ADDRESSING a meeting of the Unite Executive Council and Regional Political Committees yesterday, General Secretary Len McCluskey made clear that he intends to surrender the block vote.

McCluskey welcomed Labour leader Miliband’s proposals to ‘recast the trade union relationship with the Labour party’.

Speaking at the TUC’s conference centre in London, McCluskey said: ‘It is clear we are at a turning point in the historic relationship Unite and its predecessor unions have had with the Labour party.

‘This will have come as a surprise to many of you – although no one will be shocked by the knowledge that strains in the Labour-union link have been building up for years, at least since the advent of New Labour in the 1990s.

‘Those strains have been fuelled by the failures and disappointments of Labour in office, not least its refusal to seriously address the unique legal impediments trade unions have to work under in Britain.

‘They have been worsened by the feeling that for a long time we have been taken for granted by people who welcome our money, but not our policy input, who want to use our resources at election time but do not want our members as candidates.

‘And all this in an environment when ordinary people in all walks of life have become increasingly disengaged from and disenchanted with politics and politicians.’

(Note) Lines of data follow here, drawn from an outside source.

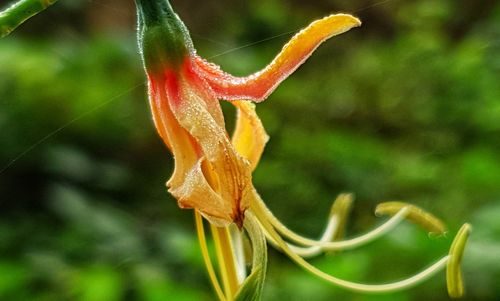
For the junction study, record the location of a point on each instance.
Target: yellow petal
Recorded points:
(249, 137)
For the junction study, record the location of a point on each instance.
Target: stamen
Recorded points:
(224, 252)
(334, 228)
(368, 288)
(415, 214)
(453, 271)
(206, 256)
(239, 253)
(308, 252)
(341, 208)
(262, 212)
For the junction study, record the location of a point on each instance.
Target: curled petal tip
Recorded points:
(415, 214)
(454, 279)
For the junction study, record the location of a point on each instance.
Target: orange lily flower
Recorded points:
(213, 172)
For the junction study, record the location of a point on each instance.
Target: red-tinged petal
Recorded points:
(184, 148)
(249, 137)
(258, 86)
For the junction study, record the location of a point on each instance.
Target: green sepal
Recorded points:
(19, 12)
(164, 40)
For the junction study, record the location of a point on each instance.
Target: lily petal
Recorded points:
(258, 86)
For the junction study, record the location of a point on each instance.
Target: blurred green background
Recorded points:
(407, 107)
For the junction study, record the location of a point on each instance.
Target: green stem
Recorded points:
(19, 12)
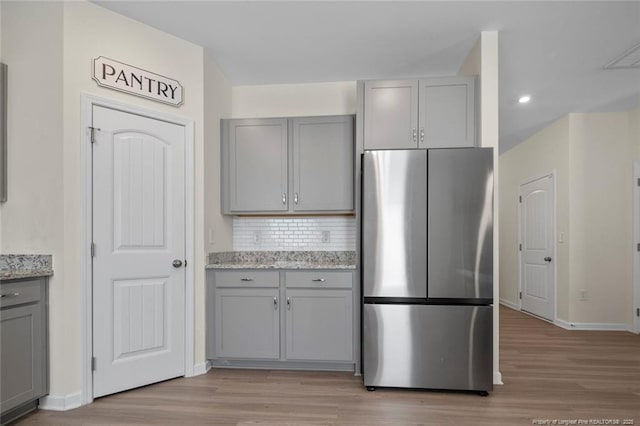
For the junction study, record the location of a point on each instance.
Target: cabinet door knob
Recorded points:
(8, 295)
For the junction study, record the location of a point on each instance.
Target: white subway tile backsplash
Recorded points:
(295, 234)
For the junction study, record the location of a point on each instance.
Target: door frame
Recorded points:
(635, 323)
(88, 101)
(554, 226)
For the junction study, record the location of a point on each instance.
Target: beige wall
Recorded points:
(282, 100)
(601, 156)
(32, 219)
(49, 48)
(545, 152)
(592, 155)
(218, 235)
(91, 31)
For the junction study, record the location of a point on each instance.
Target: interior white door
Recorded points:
(138, 232)
(537, 230)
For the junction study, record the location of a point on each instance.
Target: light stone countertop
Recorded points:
(16, 266)
(282, 260)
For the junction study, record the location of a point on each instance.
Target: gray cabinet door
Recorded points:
(257, 155)
(22, 361)
(319, 325)
(447, 112)
(247, 323)
(391, 114)
(323, 164)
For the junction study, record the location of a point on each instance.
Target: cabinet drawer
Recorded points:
(319, 279)
(246, 278)
(19, 293)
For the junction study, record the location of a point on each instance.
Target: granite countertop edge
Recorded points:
(296, 260)
(14, 275)
(272, 266)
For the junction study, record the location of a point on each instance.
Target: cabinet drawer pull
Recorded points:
(8, 295)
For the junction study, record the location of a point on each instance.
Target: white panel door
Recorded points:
(138, 231)
(537, 231)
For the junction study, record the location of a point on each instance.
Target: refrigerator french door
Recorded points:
(427, 265)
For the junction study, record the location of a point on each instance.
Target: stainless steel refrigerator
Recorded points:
(427, 265)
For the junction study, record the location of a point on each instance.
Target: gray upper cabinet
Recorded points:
(323, 164)
(288, 166)
(426, 113)
(447, 112)
(257, 162)
(391, 114)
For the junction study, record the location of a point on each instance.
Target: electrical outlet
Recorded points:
(584, 295)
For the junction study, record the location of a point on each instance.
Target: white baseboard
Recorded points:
(61, 402)
(497, 378)
(592, 326)
(509, 304)
(201, 368)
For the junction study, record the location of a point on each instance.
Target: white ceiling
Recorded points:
(554, 51)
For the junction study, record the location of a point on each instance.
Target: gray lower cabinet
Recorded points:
(425, 113)
(247, 323)
(23, 357)
(280, 318)
(319, 325)
(288, 165)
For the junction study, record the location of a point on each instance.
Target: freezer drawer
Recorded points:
(428, 346)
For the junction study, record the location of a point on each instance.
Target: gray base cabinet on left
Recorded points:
(280, 319)
(23, 331)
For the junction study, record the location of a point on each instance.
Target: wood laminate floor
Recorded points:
(572, 377)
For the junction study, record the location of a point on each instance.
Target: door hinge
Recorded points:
(93, 133)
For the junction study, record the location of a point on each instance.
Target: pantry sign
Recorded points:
(136, 81)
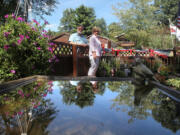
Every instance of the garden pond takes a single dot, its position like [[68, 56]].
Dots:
[[88, 108]]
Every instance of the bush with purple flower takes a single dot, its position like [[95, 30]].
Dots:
[[23, 46]]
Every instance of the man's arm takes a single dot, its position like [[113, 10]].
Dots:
[[78, 44]]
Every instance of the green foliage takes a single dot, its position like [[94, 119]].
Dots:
[[24, 49], [137, 14], [67, 21], [9, 6], [142, 23], [139, 37], [24, 98], [114, 29], [175, 82], [110, 67]]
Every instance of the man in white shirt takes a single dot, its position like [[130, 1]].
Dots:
[[78, 38], [94, 51]]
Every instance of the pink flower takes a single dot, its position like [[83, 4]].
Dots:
[[13, 15], [44, 95], [39, 48], [6, 34], [50, 49], [27, 36], [21, 37], [20, 19], [19, 41], [46, 22], [6, 16], [20, 113], [13, 71], [35, 22], [57, 60], [6, 47]]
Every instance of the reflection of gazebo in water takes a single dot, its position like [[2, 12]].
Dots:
[[124, 42], [73, 59]]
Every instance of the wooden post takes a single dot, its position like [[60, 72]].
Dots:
[[74, 48]]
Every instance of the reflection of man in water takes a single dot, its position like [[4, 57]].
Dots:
[[79, 87], [94, 86]]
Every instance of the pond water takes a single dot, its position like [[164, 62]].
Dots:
[[88, 108]]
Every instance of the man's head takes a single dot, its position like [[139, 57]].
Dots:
[[80, 28]]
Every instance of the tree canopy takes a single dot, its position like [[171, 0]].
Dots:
[[166, 9], [39, 7]]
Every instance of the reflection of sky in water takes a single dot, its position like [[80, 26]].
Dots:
[[98, 119]]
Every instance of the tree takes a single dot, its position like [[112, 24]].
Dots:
[[80, 16], [39, 7], [101, 24], [67, 21], [167, 9], [114, 29]]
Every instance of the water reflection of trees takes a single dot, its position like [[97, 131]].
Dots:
[[167, 112], [142, 100], [83, 97], [27, 113]]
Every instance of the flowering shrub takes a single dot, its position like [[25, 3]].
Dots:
[[25, 98], [24, 48]]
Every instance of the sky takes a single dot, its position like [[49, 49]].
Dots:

Warning that defending the status quo is not an option, he stated: ‘Ed Miliband has made some bold and far-reaching proposals for recasting the trade union relationship with the Labour Party.

‘I know that some pundits were expecting me to reject them outright.

‘To re-run the experience of the last generation on this issue – the party leader says something, the unions reject it and have no positive proposals of their own, the first plan goes through anyway and we look like not just losers, but conservative losers.

‘Well, we all honour our movement’s traditions, but this is one tradition overdue for a change. Unite is doing things differently in one area of our work after another, including politics.

‘And we need to do things differently here too. We need to engage, rethink and see if we can find better ways to advance our ends.

‘No-one has said that the twentieth century should go on forever, and that in 2013 the labour movement should be structured in exactly the same way as in 1913.

‘In a nutshell, we have to be interested in outcomes, not processes.

‘Why dig in behind a status quo that has not worked for us?

‘The block vote didn’t stop a Labour government invading Iraq.

‘Affiliation didn’t keep Labour out of the clutches of the banks and the City. Our special relationship didn’t get the union laws repealed.

‘So don’t let anyone say that the status quo is worth defending.

‘And don’t let’s be dishonest with ourselves. Before Falkirk, before Ed’s announcement, there were plenty of people in this room today saying, absolutely rightly, that the relationship with Labour had to change.

‘So now we have the Collins review. Unite goes into this process with clear objectives, which everyone who cares about the future of the Labour Party needs to share.

‘Our main aim is to ensure that as many Unite members as possible, already paying our political levy, now sign up individually, by whatever means have transparency and integrity, to be affiliate members of the party.

‘For that to work, and for the trade unions to put their shoulders to the wheel to make it work, the offer has to be an attractive one.

‘Above all, that means a Labour Party that our members want to support, because they believe it can and will make a difference in their lives.

‘If it does this, then this scheme will work.

‘But if our members are unclear as to the answer then no amount of persuading will get them to sign up.

‘I believe that Labour under Ed Miliband can be that party – a party that our members want to support because it feels like their party.’